Governments in sub-Saharan Africa face many complex and difficult challenges in meeting the health needs of their populations. Although sub-Saharan Africa accounts for 11 percent of the world’s population and 24 percent of the global burden of disease, the region commands less than 1 percent of global health expenditures (WHO, 2006). To improve public health, African governments must marshal all the resources available in the health sector – public and private alike. African governments and donors increasingly recognize that achieving equity in access to health care requires engaging the commercial and non-profit private health sector through partnerships.

Africa’s public and private sectors both have roles to play in expanding access to priority health services to underserved populations. The government must play an active role as a steward, facilitating public- private collaboration through an enabling policy environment. An effective regulatory framework that encourages greater private sector participation in public health is a balancing act: it must consider the market realities of the private health sector while at the same time ensuring expanded coverage of quality health services.

The Africa Bureau for Population, Health and Nutrition of the U.S. Agency for International Development (USAID) funded this report to highlight how changes in the legal and regulatory environment can facilitate expanded access to family planning (FP) and reproductive health (RH) services through Africa’s private health sector. Using laws and regulations from three Africa countries – Ethiopia, Kenya and Nigeria – this report presents a “road map” on how to review the most important laws governing the private sector, as well as key issues to assess. Although the report focuses on policy reforms to increase private sector participation in the overall health system, these changes will also benefit critical health services such as FP, RH, Maternal and Child Health (MCH) as well as HIV/AIDS.

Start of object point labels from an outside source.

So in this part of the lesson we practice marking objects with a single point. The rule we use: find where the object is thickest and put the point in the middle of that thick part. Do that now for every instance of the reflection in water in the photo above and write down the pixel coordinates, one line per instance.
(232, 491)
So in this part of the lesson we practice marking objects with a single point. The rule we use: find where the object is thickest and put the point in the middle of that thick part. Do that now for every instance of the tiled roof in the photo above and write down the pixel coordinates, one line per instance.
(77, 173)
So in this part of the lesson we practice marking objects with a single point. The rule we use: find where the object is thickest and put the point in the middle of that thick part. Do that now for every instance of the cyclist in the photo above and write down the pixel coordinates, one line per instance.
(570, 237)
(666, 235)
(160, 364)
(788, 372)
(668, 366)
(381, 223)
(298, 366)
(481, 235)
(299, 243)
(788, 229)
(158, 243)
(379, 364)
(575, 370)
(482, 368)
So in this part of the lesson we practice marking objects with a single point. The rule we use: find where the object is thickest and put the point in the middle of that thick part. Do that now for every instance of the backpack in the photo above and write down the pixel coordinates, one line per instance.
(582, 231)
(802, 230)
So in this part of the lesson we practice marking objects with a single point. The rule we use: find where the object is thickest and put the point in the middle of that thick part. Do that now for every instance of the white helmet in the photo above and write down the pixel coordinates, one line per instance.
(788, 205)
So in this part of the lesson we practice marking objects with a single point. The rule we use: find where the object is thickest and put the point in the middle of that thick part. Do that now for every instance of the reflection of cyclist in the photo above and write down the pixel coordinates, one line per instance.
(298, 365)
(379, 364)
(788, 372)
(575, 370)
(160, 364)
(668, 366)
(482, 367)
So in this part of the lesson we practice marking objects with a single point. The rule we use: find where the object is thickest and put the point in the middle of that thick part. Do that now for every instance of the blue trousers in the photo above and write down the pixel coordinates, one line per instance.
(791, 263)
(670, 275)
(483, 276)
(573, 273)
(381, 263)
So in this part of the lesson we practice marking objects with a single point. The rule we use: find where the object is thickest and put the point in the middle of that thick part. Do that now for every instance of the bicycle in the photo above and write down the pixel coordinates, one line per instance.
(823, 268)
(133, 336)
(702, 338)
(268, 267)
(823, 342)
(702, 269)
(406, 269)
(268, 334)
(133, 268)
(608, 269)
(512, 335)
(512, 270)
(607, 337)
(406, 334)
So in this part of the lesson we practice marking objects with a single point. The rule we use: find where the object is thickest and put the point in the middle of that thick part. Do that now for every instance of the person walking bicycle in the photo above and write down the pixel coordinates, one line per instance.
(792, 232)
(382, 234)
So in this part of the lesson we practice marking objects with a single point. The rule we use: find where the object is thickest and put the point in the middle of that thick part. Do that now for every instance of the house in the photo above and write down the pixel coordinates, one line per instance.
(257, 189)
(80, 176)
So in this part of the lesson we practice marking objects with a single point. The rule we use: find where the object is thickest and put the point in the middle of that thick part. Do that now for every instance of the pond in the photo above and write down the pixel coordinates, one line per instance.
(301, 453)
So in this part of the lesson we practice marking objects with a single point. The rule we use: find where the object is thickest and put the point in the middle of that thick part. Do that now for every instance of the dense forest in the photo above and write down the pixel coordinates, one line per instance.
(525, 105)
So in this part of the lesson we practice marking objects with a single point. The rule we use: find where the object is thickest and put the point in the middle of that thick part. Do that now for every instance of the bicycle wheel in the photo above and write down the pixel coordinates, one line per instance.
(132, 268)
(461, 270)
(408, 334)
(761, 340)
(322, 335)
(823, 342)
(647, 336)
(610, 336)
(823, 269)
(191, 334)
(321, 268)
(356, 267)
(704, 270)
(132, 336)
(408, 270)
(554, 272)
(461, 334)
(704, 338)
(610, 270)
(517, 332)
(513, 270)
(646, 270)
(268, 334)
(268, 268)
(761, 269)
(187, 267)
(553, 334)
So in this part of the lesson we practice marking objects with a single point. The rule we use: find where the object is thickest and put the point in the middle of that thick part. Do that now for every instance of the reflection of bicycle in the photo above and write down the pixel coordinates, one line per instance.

FINDING MIDDLE GROUND THROUGH GOVERNMENT STEWARDSHIP

One of the government’s key stewardship functions is to create a supportive environment for public and private health sector collaboration. Policies, laws, and regulations are important instruments for this purpose. However, many underlying factors must be addressed. They include:

  • Mutual distrust between the public and private sectors
  • Outdated, inadequate or counterproductive regulation
  • Ineffective enforcement
  • Little reward or encouragement for higher quality care or better access
  • Lack of understanding of public-sector business requirements by the public sector

The challenge is to find a middle ground that considers both sectors’ perspectives and concerns and imposes the proper degree of regulation. Reaching a middle ground requires consulting all the parties affected by the regulation and integrating their perspective and concerns while ensuring patient safety and protection. Too much regulation can inhibit private sector interest, while insufficient regulatory enforcement can expose patients to dangerous medical care and unsafe medicines. Stewardship entails striking the right balance of the appropriate degree of regulation and adequate enforcement, given institutional capacity and budgetary constraints.